India Bans Game Apps on China Surveillance Fears; The World Should, Too

India Bans Game Apps on China Surveillance Fears; The World Should, Too
A user holds a mobile phone showing the 2022 Winter Olympic Games official app "MY 2022" in Beijing on Jan. 20, 2022. (François-Xavier Marit/AFP via Getty Images)
J.G. Collins
2/23/2022
Updated:
2/28/2022
0:00
Commentary
Shares of Sea Ltd., a Singapore-based technology company, slumped more than 18 percent on Feb. 14 after India banned 54 game apps, including Sea’s popular Free Fire game.
While Sea is located in Singapore, its American depositary receipts (ADR) are listed on the New York Stock Exchange. While it is the city-state’s most valuable company by virtue of its wildly popular games, it also runs business-to-consumer internet shopping platform Shopee and internet payment app SeaMoney.
India’s ban was because of “elements hostile to the sovereignty and integrity of India and for activities detrimental to national security,” according to a government source quoted by The Hindu. India has banned 321 apps for similar reasons.

India’s concerns appear to be well-founded.

Sea’s founders are natives of China who were educated in Singapore and the United States; the company’s seed capital came from Tencent, one of several Chinese companies that India’s intelligence services have identified as having alleged links to China’s People’s Liberation Army (PLA).

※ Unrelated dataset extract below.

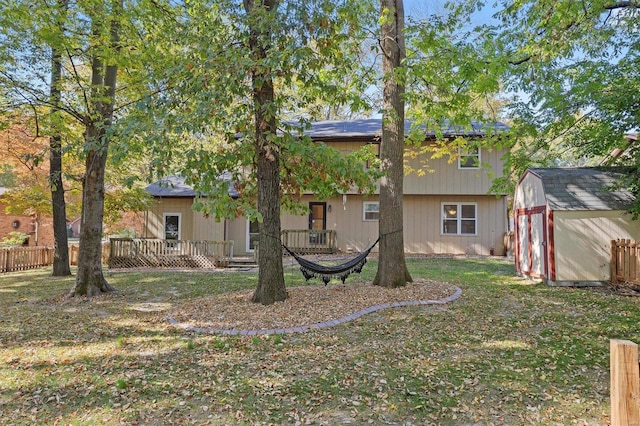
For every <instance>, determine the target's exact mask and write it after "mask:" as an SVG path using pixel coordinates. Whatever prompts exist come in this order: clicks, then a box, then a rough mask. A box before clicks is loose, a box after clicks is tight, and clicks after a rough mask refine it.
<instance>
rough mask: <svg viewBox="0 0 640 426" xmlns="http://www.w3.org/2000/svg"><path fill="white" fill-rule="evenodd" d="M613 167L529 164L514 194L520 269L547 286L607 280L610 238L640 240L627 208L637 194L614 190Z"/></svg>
mask: <svg viewBox="0 0 640 426" xmlns="http://www.w3.org/2000/svg"><path fill="white" fill-rule="evenodd" d="M619 177H620V173H619V172H618V171H616V169H611V168H598V167H596V168H588V167H585V168H550V169H529V170H527V171H526V172H525V173H524V174H523V176H522V177H521V179H520V181H519V182H518V185H517V186H516V191H515V198H514V206H513V210H514V219H515V244H514V246H515V247H514V249H515V262H516V270H517V272H518V273H519V274H521V275H523V276H526V277H530V278H536V279H541V280H543V281H545V282H547V283H548V284H550V285H595V284H600V283H602V282H607V281H609V279H610V275H611V274H610V247H611V240H615V239H619V238H620V239H636V240H637V239H640V222H638V221H634V220H632V217H631V215H629V214H626V213H625V211H626V210H627V209H628V208H629V207H630V206H631V203H632V202H633V201H634V199H635V197H634V196H633V194H631V193H630V192H628V191H624V190H612V189H610V188H611V187H612V184H614V183H615V182H616V180H617V179H618V178H619Z"/></svg>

U.S. intelligence agencies appear to have concurred.

According to the Financial Times, in early 2021, the State Department and the Pentagon under President Donald Trump (during his final weeks in office) both wanted to add Tencent and other apps companies to a U.S. investor blacklist that would have prohibited Americans from owning shares of the company.
But Secretary of State Mike Pompeo and Secretary of Defense Christopher Miller, together infighting against Secretary of the Treasury Steven Mnuchin, an investment banker, resulted in Tencent and the others being excluded from the list. The Financial Times quoted a former U.S. National Security Council official to the effect that removing what he called “the Big 3” (Alibaba, Tencent, and Baidu) risked being viewed as investors’ interests taking precedence over national security.
And clearly, U.S. investors are still interested in Sea, notwithstanding the national security concerns and the India ban. Fund manager Cathie Woods of Ark Investments, which invests in “innovative disruption,” reportedly picked up 145,000 shares after India’s ban on Sea apps dropped the stock.

It takes time for society to adjust to the kind of innovative disruption that is Woods’s forte. When such innovative disruptions have cruel or catastrophic consequences—as, for example, when innovation allowed the armies of World War I to resort to the ghastly use of mustard gas and other poison gases on their enemies—thoughtful world leaders of goodwill banded together under the Geneva Convention and defined rules and standards that banned poison gases in warfare. That was nearly a century ago.

Today we’re on the precipice of seeing such “cruel or catastrophic consequences” in the realm of cyberwarfare. Recognizing that, a small group of governments and nongovernmental organizations created the Global Commission on the Stability of Cyberspace at the Munich Security Conference.

But this small step is hardly sufficient. Governments and tech companies must expand these efforts quickly and comprehensively, so that we avoid, say, a cyberattack on a nuclear reactor or the disabling of civilian air control radars mid-flight.

But as those movements grow and hopefully become an accepted international norm to protect cyberspace, those forming them must also insist that apps and app stores be included.

There must be for app downloads something akin to the “Underwriters Laboratories” seal of approval, with their ubiquitous “UL” logo, that we see on virtually all electrical products. Such an international third-party independent verification would ensure that an app is safe, that data servers are secure from governmental intrusions, and information as to where they are located. Prior to download, consumers should be provided a menu of options so that they select the level of personal information they share with the app, what portions of it they wish to use, and so on.

The independent assurance agency—perhaps part of the World Trade Organization or the United Nations?—would also prevent retorsion, which is a kind of “tit-for-tat” that occurs among governments that act against one another.

We are years away from making all this happen, of course. In the meantime, caveat emptor. And beware any app that has any ties to China as long as that country is enslaved to the global criminal enterprise that the world knows as the Chinese Communist Party.

J.G. Collins is managing director of the Stuyvesant Square Consultancy, a strategic advisory, market survey, and consulting firm in New York. His writings on economics, trade, politics, and public policy have appeared in Forbes, the New York Post, Crain’s New York Business, The Hill, The American Conservative, and other publications.